Eine Gruppe für das Fehlverhalten Einzelner zu bestrafen offenbart lediglich die eigene Hilflosigkeit und pädagogisches Missgeschick vom Feinsten. Unschuldige werden zum Opfer degradiert. „Schuldige“ werden bei einer Kollektivstrafe mehrfach bestraft: Pädagogische Übermacht wird dazu missbraucht, in eine Gruppendynamik einzugreifen. Das Kind erhält die Strafe vom Pädagogen, vermutlich noch von den Eltern, aber auch von seiner Gruppe. Die Gruppe wird das Kind dafür, dass es diese Strafe verbockt hat, auch noch ächten, das Kind ausschließen. Wie hilflos müssen wir Machtinhaber sein, um das unseren Schutzbefohlenen anzutun?

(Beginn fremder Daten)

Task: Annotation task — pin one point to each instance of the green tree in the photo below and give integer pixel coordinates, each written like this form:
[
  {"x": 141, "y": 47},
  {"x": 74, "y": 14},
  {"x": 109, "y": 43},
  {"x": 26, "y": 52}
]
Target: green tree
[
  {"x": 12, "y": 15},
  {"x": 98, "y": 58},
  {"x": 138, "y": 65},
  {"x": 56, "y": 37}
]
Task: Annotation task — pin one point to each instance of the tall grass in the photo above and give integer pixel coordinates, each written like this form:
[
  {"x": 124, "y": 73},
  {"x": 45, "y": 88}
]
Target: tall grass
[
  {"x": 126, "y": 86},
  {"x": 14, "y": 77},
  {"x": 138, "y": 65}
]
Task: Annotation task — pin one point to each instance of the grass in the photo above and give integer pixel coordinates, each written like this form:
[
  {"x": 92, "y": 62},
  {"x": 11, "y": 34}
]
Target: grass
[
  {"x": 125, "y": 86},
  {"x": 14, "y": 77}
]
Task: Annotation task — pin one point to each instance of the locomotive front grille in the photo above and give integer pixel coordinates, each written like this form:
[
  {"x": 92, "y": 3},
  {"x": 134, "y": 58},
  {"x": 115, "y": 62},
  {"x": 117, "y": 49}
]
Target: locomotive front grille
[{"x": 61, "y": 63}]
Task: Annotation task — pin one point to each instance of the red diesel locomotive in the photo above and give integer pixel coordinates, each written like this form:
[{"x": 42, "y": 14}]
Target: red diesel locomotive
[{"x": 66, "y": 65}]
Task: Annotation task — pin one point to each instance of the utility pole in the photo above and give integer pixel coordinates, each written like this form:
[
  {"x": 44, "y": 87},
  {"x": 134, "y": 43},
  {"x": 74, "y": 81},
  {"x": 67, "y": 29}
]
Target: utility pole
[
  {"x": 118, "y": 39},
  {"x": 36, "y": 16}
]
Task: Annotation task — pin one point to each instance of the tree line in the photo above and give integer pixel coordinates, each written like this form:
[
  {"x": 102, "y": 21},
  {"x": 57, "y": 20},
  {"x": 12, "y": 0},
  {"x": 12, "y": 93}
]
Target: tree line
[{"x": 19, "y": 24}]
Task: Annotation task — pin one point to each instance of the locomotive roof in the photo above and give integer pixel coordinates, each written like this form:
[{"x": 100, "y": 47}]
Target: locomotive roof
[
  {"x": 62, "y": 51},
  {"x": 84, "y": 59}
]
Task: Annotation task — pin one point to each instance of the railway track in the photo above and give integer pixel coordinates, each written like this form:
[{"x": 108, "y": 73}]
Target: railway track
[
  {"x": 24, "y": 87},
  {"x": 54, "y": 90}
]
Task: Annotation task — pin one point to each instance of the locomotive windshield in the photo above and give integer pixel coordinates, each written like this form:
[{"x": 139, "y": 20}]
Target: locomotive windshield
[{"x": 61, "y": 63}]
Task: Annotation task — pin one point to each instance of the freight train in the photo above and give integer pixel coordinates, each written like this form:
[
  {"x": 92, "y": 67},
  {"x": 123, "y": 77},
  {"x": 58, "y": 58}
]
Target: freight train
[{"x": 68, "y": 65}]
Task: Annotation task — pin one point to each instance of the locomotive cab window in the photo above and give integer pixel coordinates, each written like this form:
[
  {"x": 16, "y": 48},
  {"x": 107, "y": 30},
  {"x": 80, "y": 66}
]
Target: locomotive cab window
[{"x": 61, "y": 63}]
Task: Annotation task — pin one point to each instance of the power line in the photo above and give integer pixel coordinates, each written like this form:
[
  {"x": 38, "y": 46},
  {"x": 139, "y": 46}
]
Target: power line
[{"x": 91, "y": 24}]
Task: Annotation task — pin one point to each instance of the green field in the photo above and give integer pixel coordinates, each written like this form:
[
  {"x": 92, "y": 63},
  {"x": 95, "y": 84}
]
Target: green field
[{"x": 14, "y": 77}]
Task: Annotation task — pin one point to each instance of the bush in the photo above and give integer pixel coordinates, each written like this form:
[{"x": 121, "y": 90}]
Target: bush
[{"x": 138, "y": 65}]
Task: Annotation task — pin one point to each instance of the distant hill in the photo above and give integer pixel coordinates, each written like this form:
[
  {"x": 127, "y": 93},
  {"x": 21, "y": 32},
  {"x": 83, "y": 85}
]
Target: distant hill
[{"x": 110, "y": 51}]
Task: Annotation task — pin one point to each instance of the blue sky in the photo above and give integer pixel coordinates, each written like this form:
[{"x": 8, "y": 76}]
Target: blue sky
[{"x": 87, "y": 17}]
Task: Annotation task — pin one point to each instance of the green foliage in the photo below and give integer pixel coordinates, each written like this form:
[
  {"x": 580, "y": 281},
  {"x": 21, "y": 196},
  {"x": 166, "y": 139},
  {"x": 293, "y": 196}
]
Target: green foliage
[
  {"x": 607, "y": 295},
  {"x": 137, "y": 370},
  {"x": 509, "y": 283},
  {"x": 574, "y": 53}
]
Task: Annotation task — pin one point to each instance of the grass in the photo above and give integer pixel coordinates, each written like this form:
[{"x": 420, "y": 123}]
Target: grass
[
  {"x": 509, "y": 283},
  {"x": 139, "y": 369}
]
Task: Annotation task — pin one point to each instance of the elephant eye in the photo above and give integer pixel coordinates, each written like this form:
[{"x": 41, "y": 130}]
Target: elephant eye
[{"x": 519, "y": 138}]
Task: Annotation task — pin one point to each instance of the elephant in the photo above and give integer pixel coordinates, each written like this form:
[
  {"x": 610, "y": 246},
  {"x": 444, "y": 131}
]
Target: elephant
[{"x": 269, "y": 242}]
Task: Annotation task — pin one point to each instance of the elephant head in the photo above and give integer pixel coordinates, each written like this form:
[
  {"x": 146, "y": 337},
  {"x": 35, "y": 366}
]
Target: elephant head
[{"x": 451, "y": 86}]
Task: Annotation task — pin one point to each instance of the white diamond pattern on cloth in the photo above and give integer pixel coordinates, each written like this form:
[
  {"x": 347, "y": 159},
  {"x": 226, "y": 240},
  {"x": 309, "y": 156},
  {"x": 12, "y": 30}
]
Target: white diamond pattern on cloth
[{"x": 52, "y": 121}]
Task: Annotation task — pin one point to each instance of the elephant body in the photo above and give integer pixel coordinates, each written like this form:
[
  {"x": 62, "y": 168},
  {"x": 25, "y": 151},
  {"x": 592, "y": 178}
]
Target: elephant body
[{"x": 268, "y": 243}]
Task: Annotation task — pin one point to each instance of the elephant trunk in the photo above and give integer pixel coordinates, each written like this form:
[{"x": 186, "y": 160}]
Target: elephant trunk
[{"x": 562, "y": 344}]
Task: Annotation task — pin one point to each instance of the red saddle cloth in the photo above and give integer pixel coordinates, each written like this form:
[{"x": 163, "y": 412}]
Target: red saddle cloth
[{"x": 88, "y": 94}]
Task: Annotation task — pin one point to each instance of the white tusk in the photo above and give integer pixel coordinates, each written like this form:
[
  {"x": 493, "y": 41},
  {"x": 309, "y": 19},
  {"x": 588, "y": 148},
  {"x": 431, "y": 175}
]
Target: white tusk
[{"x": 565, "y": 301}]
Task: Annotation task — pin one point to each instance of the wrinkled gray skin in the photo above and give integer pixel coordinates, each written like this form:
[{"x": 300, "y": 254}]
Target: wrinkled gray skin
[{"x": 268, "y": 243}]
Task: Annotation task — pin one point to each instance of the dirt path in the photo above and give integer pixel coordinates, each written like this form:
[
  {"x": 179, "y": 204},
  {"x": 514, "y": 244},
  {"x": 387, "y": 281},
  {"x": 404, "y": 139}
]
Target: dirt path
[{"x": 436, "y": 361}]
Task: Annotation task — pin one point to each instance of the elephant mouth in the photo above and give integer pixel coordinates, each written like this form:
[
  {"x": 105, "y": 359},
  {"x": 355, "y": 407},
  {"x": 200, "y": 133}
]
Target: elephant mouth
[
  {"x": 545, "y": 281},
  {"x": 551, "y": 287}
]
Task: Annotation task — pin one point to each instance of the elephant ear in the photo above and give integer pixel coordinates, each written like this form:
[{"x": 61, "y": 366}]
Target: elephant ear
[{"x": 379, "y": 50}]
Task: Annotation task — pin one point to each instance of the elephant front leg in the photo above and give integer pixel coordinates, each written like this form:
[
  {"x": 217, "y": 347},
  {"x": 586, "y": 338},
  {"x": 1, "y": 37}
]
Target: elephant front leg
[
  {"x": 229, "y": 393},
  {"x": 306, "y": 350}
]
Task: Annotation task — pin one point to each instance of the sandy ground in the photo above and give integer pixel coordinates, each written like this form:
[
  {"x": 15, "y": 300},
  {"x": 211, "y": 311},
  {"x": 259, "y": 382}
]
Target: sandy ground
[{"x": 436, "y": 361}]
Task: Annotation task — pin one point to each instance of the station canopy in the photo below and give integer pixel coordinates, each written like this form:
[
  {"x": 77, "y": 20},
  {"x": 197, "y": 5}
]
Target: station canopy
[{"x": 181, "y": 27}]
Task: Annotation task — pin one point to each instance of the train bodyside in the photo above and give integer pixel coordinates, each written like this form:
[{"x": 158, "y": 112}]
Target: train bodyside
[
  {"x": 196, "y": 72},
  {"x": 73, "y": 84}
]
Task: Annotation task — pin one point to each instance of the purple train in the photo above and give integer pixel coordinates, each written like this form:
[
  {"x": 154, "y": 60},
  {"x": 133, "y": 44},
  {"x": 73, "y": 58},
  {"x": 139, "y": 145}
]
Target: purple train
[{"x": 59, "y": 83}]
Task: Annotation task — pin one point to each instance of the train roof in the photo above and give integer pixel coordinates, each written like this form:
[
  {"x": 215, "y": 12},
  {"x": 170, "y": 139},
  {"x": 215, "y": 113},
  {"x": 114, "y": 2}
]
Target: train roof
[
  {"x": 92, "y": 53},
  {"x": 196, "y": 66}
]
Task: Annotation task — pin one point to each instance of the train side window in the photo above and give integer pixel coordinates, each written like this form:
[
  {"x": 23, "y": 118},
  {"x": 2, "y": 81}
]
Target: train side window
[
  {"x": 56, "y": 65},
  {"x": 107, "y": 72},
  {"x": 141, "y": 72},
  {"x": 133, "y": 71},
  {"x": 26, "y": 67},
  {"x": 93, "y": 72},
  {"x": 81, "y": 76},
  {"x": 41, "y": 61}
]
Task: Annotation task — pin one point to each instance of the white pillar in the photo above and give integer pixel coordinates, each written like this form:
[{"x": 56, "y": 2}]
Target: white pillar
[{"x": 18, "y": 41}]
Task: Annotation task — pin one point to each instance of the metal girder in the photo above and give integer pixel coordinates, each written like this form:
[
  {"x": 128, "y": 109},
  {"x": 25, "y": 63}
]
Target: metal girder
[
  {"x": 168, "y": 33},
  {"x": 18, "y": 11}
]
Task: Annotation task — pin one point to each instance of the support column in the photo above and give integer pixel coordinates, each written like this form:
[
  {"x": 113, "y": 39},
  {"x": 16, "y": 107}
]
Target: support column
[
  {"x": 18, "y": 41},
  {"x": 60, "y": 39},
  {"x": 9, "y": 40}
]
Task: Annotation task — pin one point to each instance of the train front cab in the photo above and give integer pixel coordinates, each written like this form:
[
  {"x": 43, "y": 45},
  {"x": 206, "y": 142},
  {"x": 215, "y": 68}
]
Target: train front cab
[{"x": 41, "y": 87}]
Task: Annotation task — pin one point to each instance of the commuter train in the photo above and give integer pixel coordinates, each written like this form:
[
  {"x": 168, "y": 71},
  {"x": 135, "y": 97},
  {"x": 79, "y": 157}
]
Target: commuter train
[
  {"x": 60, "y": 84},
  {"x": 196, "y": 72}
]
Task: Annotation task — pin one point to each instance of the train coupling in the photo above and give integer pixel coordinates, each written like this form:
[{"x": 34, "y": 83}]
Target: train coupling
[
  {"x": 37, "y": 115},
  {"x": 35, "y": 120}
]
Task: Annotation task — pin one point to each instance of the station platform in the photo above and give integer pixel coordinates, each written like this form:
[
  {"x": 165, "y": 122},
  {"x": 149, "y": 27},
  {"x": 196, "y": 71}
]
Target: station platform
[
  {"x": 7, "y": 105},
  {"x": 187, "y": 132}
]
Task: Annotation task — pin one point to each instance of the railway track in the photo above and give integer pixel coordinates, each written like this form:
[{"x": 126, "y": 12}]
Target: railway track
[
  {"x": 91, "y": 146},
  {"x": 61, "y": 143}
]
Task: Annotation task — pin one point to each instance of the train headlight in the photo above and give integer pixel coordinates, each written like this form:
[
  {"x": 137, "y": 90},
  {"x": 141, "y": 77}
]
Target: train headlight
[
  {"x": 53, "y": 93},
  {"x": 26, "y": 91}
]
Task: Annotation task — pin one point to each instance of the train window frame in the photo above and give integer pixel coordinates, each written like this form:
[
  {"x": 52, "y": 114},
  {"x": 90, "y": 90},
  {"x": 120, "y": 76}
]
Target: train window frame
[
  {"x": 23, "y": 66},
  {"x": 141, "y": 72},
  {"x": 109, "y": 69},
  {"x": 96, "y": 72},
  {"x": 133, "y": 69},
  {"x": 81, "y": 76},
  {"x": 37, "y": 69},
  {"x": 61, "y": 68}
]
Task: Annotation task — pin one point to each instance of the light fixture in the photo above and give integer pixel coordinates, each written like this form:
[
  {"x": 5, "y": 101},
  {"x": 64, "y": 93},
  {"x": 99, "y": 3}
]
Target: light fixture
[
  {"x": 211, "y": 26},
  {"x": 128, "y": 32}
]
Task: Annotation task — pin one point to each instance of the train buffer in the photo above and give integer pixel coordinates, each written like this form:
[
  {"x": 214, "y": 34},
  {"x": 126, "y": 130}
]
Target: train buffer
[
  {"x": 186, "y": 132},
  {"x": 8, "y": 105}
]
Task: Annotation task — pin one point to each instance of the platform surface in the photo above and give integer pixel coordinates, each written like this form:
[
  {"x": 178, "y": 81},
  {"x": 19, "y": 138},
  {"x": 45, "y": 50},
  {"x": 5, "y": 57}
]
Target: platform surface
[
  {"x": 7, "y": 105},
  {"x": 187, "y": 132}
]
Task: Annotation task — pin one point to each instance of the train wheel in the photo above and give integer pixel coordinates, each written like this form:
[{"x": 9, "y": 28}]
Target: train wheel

Ich wünsche mir Kinder, die den Mut finden, sich dieser Schikane zu widersetzen.
Ich wünsche mir Eltern, die ihren Kindern dabei den Rücken stärken und sich aktiv für die Abschaffung dieser Unsitte einsetzen.
Ich wünsche mir Pädagogen, die sich ihrer Vorbildrolle bewusst werden und nicht mehr zu hilflosen und verbotenen Strafen greifen.
Ich wünsche mir Vorgesetzte, die Lehrer und Erzieher dazu anhalten, dass öffentliche und private Einrichtungen rechtsstaatliche Grundsätze leben und lehren.